Bus stops were within walking distance, described as being anywhere from a quarter mile to a half mile.

Local bus service became less profitable over time.

The Merrimack Valley Regional Transit Authority was established by state law in 1974 to provide public transportation.

It is one of 15 regional transit authorities in the state, and began Haverhill service in 1976 (fiscal year). Within three years it was busing customers in Lawrence, North Andover, Methuen, and Andover.
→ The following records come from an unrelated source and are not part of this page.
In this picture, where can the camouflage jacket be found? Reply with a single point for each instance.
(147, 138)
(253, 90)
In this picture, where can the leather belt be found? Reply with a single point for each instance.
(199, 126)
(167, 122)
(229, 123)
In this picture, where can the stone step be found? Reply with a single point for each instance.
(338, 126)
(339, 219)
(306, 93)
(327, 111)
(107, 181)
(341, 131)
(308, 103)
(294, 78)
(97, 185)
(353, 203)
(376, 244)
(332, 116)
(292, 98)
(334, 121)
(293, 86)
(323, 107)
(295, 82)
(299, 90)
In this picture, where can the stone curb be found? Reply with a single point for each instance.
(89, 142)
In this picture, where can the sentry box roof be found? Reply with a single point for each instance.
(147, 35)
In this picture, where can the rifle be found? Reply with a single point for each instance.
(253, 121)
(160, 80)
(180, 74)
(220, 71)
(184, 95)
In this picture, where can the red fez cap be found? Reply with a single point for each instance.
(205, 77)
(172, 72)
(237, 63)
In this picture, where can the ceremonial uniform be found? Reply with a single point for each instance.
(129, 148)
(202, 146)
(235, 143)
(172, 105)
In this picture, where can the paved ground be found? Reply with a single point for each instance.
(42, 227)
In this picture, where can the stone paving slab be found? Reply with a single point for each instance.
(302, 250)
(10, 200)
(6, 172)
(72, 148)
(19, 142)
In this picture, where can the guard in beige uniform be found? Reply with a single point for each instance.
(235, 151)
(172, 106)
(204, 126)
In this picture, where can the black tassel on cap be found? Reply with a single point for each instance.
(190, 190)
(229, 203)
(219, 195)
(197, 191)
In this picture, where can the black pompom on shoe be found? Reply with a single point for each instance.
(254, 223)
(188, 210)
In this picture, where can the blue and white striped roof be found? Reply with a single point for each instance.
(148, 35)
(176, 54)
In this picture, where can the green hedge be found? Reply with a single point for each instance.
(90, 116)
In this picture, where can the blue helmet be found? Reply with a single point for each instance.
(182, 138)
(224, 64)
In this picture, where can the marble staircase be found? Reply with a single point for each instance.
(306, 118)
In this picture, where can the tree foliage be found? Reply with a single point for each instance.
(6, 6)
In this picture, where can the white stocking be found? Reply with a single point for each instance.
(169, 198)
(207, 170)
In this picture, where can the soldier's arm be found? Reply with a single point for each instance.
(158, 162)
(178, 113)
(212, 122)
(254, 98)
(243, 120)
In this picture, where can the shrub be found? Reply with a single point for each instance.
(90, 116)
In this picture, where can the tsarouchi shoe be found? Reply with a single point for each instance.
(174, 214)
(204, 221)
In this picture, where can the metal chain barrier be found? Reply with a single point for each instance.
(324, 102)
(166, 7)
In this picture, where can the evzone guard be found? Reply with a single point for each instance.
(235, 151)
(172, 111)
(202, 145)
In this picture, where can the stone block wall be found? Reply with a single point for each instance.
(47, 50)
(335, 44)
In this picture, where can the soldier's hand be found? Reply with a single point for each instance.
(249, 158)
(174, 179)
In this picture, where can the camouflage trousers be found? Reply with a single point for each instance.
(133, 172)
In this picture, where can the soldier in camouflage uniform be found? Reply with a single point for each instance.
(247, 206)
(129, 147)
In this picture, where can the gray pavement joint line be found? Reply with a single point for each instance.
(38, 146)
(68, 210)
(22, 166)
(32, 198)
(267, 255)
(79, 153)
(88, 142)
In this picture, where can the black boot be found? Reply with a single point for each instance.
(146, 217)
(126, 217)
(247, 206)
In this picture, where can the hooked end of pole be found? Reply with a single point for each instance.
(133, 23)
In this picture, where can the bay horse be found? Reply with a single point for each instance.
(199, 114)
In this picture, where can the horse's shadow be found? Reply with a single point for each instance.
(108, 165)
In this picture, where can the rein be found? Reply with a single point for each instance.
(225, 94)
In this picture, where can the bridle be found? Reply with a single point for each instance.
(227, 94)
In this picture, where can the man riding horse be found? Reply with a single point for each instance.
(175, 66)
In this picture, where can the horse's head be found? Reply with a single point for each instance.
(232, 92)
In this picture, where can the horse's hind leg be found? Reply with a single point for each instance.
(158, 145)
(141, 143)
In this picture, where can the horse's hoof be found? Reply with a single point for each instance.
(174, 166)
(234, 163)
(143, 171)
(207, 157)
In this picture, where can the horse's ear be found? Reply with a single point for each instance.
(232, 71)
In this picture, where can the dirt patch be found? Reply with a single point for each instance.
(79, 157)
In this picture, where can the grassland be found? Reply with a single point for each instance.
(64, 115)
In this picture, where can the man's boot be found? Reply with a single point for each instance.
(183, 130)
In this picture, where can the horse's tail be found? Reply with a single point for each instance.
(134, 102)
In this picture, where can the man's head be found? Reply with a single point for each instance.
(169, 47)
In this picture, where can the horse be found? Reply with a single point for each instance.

Since then the MVRTA has expanded to 10 neighboring communities.

The MVRTA user guide from 1991 lists 32 routes with full fares at .75 cents.

It's much the same service area as today with 24 routes. The fares, however, are now free through March 2024, the funding provided by federal pandemic relief money.

Ridership has risen 45% since the buses stopped charging fares, March 1, climbing from 73,680 rides in February to 106,776 in April.

The MVRTA is at about 80% of the ridership before COVID-19 arrived in March 2020, Berger said.

The goal is to eclipse pre-pandemic ridership, he said.

Berger believes fixed route bus transit can be upgraded as technology advances and rebranded to attract new riders.

Ultimately, it is "tried and true public transportation," he said.